Like any equipment, respirators need maintenance. Your face masks should always be in good working condition for them to be effective in keeping you safe. Proper cleaning and maintenance should be done regularly before and after use based on the manufacturer’s specifications. But even with a manufacturer’s instruction present, you also need to focus on four main aspects of respirator care that will help ensure your breathing apparatus will work every single time.


Respirators must be cleaned after every use as indicated by the manufacturer’s instructions or according to the following alternative procedure:

  1. Remove the cartridges, filters, canisters, or any other component that are not to be washed.
  2. Wash the respirator in warm water using a mild cleanser that contains a disinfecting agent.
  3. Thoroughly rinse the respirators in warm running water.
  4. Air dry the respirator or hand-dry with a clean, lint-free cloth.
  5. Reassemble the face piece and replace cartridges, filters, and canisters if necessary.
  6. Test the respirator to make sure all parts are working properly.
  7. Store the respirators properly in a sealed bag to keep off dusts and germs.

You can use non-alcoholic disposable wipes to clean your respirators in between uses during the workday, but respirators that are not individually assigned must be cleaned and sanitized before the next worker uses it.
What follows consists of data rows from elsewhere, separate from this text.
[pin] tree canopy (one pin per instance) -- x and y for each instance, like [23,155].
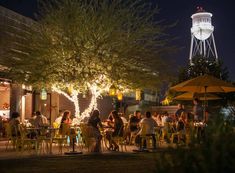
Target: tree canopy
[81,42]
[202,65]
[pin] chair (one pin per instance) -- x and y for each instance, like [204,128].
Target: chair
[11,140]
[121,140]
[27,143]
[61,136]
[88,137]
[145,137]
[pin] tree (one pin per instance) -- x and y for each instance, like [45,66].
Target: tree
[89,45]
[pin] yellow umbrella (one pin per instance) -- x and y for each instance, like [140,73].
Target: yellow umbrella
[203,84]
[191,96]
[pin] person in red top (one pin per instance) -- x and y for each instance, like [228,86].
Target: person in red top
[65,123]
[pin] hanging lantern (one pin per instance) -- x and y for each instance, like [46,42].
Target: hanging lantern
[112,90]
[119,96]
[138,94]
[70,89]
[43,94]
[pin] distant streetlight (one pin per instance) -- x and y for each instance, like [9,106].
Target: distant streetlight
[43,94]
[119,96]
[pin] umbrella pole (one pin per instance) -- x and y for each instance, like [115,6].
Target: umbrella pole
[204,108]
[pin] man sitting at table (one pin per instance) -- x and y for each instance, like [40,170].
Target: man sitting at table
[147,126]
[40,120]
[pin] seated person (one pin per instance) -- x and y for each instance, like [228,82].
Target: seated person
[15,124]
[65,123]
[95,122]
[40,120]
[147,126]
[117,131]
[134,122]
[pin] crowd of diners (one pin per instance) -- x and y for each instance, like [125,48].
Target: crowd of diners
[132,129]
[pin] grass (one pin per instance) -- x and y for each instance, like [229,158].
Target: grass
[115,163]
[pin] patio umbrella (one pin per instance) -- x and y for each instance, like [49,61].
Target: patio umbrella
[191,96]
[203,84]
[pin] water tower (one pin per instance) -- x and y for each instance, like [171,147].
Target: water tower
[202,38]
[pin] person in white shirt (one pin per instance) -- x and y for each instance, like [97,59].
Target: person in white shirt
[40,120]
[147,128]
[59,118]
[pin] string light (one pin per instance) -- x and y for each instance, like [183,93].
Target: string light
[73,98]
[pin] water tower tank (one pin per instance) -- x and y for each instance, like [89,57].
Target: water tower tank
[202,37]
[201,25]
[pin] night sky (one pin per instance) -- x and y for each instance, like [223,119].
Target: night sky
[223,21]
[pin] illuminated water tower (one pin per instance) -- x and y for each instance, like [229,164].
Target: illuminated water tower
[202,38]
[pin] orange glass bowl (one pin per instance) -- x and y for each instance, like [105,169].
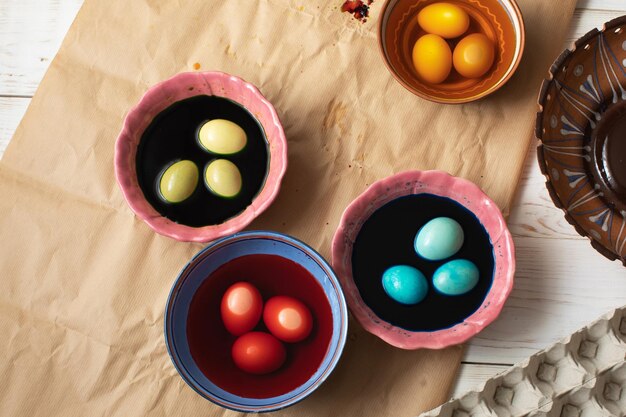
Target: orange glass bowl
[500,20]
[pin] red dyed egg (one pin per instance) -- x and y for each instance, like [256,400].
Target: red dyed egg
[241,308]
[287,318]
[258,353]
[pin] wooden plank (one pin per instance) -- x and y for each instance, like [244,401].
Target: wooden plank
[31,33]
[601,4]
[585,20]
[533,214]
[561,285]
[11,112]
[473,376]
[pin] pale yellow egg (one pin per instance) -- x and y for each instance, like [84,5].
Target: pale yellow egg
[223,178]
[222,137]
[179,181]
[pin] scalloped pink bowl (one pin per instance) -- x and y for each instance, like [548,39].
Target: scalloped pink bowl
[441,184]
[163,95]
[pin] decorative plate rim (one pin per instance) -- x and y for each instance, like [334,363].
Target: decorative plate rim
[541,98]
[160,96]
[445,185]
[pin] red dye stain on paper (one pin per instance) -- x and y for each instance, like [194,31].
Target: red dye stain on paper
[358,8]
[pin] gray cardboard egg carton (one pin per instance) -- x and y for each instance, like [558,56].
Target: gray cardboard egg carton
[581,376]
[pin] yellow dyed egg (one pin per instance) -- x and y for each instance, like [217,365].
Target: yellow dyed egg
[222,137]
[473,55]
[179,181]
[432,58]
[223,178]
[444,19]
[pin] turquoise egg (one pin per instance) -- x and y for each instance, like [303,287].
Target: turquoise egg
[439,239]
[455,277]
[405,284]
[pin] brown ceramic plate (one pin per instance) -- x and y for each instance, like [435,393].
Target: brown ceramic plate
[500,20]
[582,128]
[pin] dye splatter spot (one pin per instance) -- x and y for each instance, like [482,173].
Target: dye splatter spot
[358,8]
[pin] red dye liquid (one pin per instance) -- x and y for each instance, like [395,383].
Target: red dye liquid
[211,344]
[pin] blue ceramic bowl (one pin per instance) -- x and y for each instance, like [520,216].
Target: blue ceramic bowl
[201,268]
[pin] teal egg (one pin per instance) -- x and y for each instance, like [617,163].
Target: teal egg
[439,239]
[456,277]
[405,284]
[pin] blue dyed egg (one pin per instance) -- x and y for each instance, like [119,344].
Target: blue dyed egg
[405,284]
[439,239]
[456,277]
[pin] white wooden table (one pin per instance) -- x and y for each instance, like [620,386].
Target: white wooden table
[561,282]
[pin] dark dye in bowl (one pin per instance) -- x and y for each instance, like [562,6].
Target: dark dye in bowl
[171,137]
[210,344]
[386,239]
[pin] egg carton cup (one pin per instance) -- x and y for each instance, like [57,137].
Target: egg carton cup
[582,376]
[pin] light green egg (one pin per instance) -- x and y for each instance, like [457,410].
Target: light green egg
[223,178]
[456,277]
[222,137]
[439,239]
[179,181]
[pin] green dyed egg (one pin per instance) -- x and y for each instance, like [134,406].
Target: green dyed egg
[405,284]
[222,137]
[223,178]
[179,181]
[456,277]
[439,239]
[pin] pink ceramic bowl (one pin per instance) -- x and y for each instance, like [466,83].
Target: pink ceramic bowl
[441,184]
[163,95]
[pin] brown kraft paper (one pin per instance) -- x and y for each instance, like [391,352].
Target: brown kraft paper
[84,281]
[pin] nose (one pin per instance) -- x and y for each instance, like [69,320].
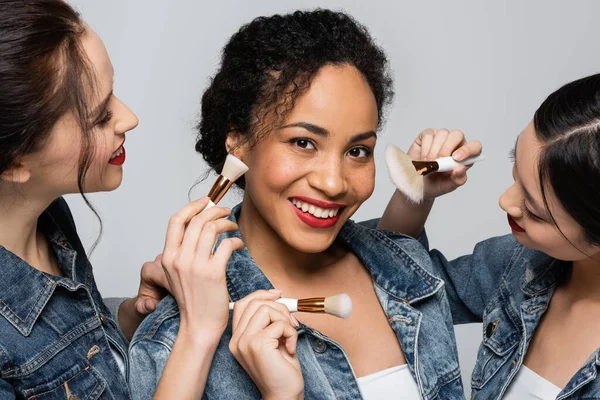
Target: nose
[510,201]
[127,119]
[329,177]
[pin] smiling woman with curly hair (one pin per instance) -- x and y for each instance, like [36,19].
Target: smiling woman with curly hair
[300,98]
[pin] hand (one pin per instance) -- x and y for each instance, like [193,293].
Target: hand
[432,144]
[264,343]
[153,286]
[195,275]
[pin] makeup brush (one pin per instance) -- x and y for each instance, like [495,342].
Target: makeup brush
[408,175]
[339,305]
[232,170]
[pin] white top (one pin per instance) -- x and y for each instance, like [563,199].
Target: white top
[118,359]
[392,383]
[528,385]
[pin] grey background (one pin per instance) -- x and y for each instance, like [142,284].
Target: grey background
[480,66]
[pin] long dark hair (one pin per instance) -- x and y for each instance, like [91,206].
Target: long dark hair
[44,73]
[568,124]
[270,61]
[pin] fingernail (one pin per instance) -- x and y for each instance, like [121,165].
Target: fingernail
[458,155]
[296,323]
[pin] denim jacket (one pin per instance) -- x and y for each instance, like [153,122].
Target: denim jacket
[412,298]
[56,333]
[508,287]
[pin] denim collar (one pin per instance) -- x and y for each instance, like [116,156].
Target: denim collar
[542,272]
[394,261]
[24,291]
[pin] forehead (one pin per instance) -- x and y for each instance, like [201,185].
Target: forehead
[338,97]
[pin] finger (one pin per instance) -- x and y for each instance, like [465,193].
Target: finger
[198,224]
[471,149]
[438,140]
[210,233]
[240,305]
[426,138]
[225,249]
[282,330]
[459,175]
[145,305]
[178,221]
[264,316]
[454,140]
[254,307]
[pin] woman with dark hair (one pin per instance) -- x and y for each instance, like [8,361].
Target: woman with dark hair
[536,291]
[62,131]
[299,98]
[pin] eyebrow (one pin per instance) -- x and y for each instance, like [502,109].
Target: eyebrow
[318,130]
[102,105]
[528,196]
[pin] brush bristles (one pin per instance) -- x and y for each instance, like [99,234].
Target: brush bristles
[339,305]
[233,168]
[403,174]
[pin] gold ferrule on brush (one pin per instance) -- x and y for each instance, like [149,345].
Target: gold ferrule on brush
[314,304]
[219,189]
[425,168]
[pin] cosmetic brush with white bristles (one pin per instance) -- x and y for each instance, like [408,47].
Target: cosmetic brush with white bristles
[408,175]
[339,305]
[233,169]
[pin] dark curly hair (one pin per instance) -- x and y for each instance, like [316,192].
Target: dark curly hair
[269,62]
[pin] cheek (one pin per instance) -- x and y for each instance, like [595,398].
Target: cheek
[362,180]
[272,169]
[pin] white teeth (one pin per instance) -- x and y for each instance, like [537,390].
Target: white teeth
[316,211]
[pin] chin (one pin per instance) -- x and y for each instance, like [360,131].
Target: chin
[312,244]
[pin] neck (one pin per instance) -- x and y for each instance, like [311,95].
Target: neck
[18,227]
[584,281]
[280,262]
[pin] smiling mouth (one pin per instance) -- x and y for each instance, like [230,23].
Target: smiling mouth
[316,213]
[118,157]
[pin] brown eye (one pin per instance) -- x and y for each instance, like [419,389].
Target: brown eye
[359,152]
[303,143]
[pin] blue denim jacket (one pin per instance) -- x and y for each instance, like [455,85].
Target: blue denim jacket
[412,298]
[508,287]
[55,333]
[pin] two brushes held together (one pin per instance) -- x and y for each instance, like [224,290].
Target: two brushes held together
[408,175]
[339,305]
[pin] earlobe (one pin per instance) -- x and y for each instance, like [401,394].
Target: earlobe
[16,174]
[234,145]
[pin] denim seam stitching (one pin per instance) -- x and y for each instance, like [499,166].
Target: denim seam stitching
[395,248]
[34,304]
[50,351]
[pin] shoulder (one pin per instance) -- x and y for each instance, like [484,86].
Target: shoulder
[161,325]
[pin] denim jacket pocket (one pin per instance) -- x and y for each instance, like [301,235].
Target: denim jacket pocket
[500,337]
[80,382]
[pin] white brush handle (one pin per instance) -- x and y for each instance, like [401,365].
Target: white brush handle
[209,205]
[291,304]
[448,164]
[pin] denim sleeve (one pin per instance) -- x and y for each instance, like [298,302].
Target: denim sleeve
[473,279]
[6,391]
[147,360]
[113,304]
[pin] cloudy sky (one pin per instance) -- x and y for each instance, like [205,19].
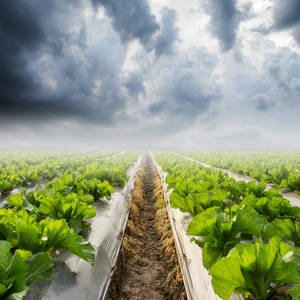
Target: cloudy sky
[197,74]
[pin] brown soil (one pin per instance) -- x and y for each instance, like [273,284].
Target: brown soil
[145,268]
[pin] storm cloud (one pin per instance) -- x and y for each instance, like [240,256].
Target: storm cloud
[49,71]
[224,21]
[164,43]
[132,19]
[147,73]
[286,15]
[261,102]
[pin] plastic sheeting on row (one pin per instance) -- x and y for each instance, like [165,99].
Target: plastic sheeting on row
[196,279]
[74,278]
[286,193]
[40,185]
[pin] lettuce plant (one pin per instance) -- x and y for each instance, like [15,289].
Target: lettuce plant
[258,270]
[18,270]
[221,231]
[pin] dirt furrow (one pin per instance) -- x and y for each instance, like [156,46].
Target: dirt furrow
[147,267]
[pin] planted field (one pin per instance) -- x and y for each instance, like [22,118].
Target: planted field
[162,226]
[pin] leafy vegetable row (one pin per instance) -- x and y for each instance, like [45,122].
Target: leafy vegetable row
[234,221]
[39,223]
[278,167]
[14,172]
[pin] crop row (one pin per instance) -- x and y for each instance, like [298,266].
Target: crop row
[18,169]
[240,227]
[277,167]
[37,224]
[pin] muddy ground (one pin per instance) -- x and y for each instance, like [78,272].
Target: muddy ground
[147,267]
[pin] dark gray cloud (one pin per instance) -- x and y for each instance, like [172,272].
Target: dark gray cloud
[261,102]
[186,89]
[283,68]
[168,36]
[224,21]
[134,83]
[132,19]
[49,71]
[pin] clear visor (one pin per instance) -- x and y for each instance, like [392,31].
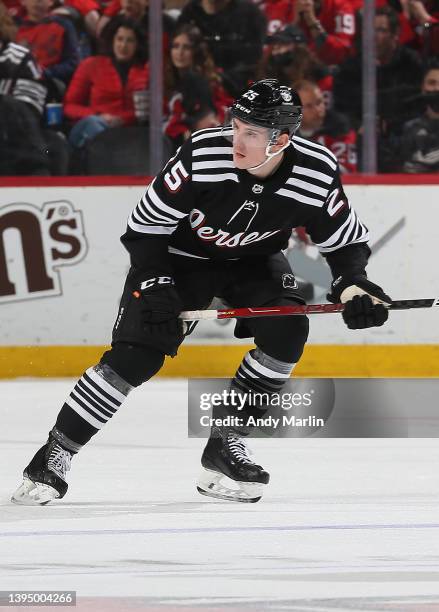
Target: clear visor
[245,136]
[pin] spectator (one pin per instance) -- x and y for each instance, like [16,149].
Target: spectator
[420,137]
[278,13]
[138,11]
[85,14]
[327,127]
[235,31]
[290,60]
[100,94]
[329,26]
[195,96]
[399,71]
[27,149]
[52,40]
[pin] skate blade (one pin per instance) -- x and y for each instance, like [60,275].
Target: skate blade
[214,484]
[34,493]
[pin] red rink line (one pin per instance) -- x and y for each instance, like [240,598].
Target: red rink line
[109,181]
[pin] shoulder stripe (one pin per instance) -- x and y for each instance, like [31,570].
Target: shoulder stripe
[208,165]
[317,155]
[308,187]
[213,151]
[295,195]
[319,176]
[214,134]
[149,229]
[214,178]
[315,145]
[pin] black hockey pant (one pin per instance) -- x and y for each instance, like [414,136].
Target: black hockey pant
[258,281]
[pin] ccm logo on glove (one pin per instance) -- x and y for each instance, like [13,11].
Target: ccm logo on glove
[157,280]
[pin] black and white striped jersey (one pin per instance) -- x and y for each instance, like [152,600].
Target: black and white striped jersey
[21,77]
[201,206]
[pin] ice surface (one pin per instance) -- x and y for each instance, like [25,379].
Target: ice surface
[344,525]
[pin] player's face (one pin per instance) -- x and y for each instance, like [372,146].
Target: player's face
[124,45]
[182,52]
[313,108]
[249,144]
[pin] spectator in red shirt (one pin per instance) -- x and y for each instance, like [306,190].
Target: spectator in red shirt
[329,26]
[279,13]
[194,92]
[327,127]
[100,95]
[51,39]
[138,11]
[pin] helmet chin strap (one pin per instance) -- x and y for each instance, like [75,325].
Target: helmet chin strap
[269,156]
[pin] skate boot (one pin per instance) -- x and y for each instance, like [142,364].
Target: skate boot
[44,479]
[228,472]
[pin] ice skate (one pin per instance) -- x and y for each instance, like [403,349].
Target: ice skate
[228,471]
[44,479]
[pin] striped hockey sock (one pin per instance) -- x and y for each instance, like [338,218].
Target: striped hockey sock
[94,400]
[261,373]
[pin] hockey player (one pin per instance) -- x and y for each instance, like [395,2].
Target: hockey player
[213,223]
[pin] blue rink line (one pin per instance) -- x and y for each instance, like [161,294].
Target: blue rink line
[5,534]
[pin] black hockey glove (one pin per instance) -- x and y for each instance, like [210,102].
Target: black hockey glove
[159,309]
[160,301]
[364,301]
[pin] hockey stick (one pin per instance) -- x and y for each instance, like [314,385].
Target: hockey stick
[281,311]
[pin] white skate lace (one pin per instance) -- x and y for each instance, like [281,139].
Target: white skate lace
[59,461]
[238,448]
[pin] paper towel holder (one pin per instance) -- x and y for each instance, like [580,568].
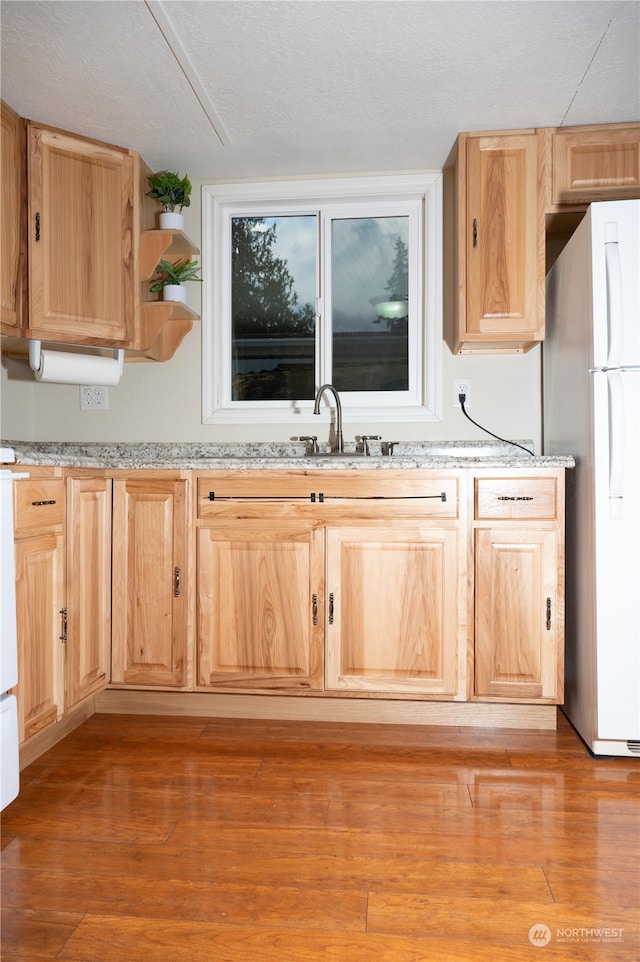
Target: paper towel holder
[35,356]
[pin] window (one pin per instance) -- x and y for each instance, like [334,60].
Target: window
[324,281]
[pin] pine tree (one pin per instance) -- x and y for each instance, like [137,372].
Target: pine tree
[263,299]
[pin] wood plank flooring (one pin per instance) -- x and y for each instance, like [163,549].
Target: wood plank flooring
[147,839]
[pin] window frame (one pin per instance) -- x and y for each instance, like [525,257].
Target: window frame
[221,201]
Workers are responsible for inspecting their respirators before and after use in accordance with the manufacturer’s instructions. The worker must check the:

  • Condition of component parts
  • Tightness of connections
  • End-of-service-life indicator
  • Shelf-life dates
  • Proper functioning of alarms, regulators, and other warning systems or devices

Defective or non-functioning respirators must be identified and tagged as “Out of Service” and must be removed from service until repaired or replaced.

Repair and Test

Only qualified persons shall make repairs or adjustments to respirators. These trained personnel must only use the respirator manufacturer’s NIOSH-approved parts designed for the respirator. Any attempt to replace components, make adjustments or repairs outside of manufacturer’s recommendations should not be done. Self-contained breathing apparatus (SCBA) must be tested, adjusted, and/or repaired only by the manufacturer or a professional repair service. Defective breathing equipment must be removed from service immediately for repair or discard.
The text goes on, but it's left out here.